Dosen dan BLS FH USU Tingkatkan Literasi Hukum Kontrak bagi Pelaku UMKM dan Pengusaha Muda

Dosen dan BLS FH USU Tingkatkan Literasi Hukum Kontrak bagi Pelaku UMKM dan Pengusaha Muda
Dosen dan BLS FH USU Tingkatkan Literasi Hukum Kontrak bagi Pelaku UMKM dan Pengusaha Muda (Analisadaily/Ist)

Analisadaily.com, Medan - Dosen Fakultas Hukum Universitas Sumatera Utara dan Business Law Society FH USU belum lama ini menyelenggarakan kegiatan Pengabdian kepada Masyarakat Skema Pengabdian Masyarakat oleh Mahasiswa dengan tema “Edukasi Hukum dan Pendampingan Penyusunan Kontrak Sederhana bagi Pelaku UMKM dan Pengusaha Muda” di Meeting Room SAGA Creative Hub Medan.

Kegiatan ini diselenggarakan di bawah bimbingan tim pengusul yang diketuai oleh Dr. Detania Sukarja, S.H., LL.M, dengan anggota Dr. Tri Murti Lubis, S.H., M.H. dan Dr. Robert, S.H., M.H. Pelaksanaan kegiatan didukung melalui pendanaan Non-PNBP LPPM USU Tahun Anggaran 2026.
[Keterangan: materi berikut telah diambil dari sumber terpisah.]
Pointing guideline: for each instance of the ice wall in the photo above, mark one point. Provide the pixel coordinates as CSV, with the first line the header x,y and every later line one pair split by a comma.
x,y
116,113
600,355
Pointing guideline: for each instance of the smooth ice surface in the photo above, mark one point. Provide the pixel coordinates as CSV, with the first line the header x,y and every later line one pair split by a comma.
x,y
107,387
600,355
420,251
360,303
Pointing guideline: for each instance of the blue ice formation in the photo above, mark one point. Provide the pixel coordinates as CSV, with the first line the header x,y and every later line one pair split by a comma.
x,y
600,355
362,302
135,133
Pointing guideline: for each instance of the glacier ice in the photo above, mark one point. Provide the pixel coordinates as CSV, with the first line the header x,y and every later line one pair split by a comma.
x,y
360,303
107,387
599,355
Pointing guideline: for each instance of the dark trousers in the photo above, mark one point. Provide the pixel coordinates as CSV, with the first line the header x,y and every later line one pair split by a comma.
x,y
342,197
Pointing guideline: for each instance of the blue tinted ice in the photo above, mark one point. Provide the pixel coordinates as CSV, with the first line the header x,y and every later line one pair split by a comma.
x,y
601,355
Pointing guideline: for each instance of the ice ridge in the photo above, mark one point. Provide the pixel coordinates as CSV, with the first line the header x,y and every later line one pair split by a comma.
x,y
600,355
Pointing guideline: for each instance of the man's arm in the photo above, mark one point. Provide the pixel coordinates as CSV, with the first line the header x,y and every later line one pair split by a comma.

HIPMI PT Sumatera Utara turut terlibat sebagai mitra kolaborasi. Kolaborasi ini bertujuan memperluas jangkauan peserta, memperkuat jejaring pelaku UMKM dan pengusaha muda, serta memastikan agar materi yang diberikan sesuai dengan kebutuhan dan tantangan yang dihadapi dalam praktik usaha.

Kegiatan diikuti oleh sekitar 25 pelaku usaha mikro, kecil, dan menengah (UMKM) serta pengusaha muda yang berasal dari Kelurahan Tegal Sari Mandala III, Kelurahan Amplas, Kelurahan Binjai, serta sejumlah wilayah di Medan Johor, Medan Timur, dan Medan Denai.

Pelaksanaan kegiatan menggunakan metode Eco-Action dan pendekatan partisipatif yang menempatkan peserta sebagai pelaku aktif dalam proses pembelajaran. Rangkaian kegiatan diawali dengan pre-test tertulis dan diskusi untuk memetakan tingkat pemahaman awal peserta mengenai hukum perjanjian, pentingnya kontrak dalam kegiatan usaha, serta berbagai persoalan yang mereka hadapi ketika membuat dan melaksanakan kontrak.

Hasil pre-test digunakan untuk menyesuaikan penekanan materi dengan kebutuhan peserta. Selanjutnya, peserta mengikuti dua sesi pembelajaran melalui ceramah interaktif, diskusi, studi kasus, dan simulasi penyusunan kontrak. Materi yang disampaikan mencakup konsep dasar hukum perjanjian, identifikasi para pihak dalam kontrak, legalitas dan kewenangan pelaku usaha, penyusunan klausul kontrak sederhana, mitigasi risiko hukum, serta mekanisme penyelesaian sengketa.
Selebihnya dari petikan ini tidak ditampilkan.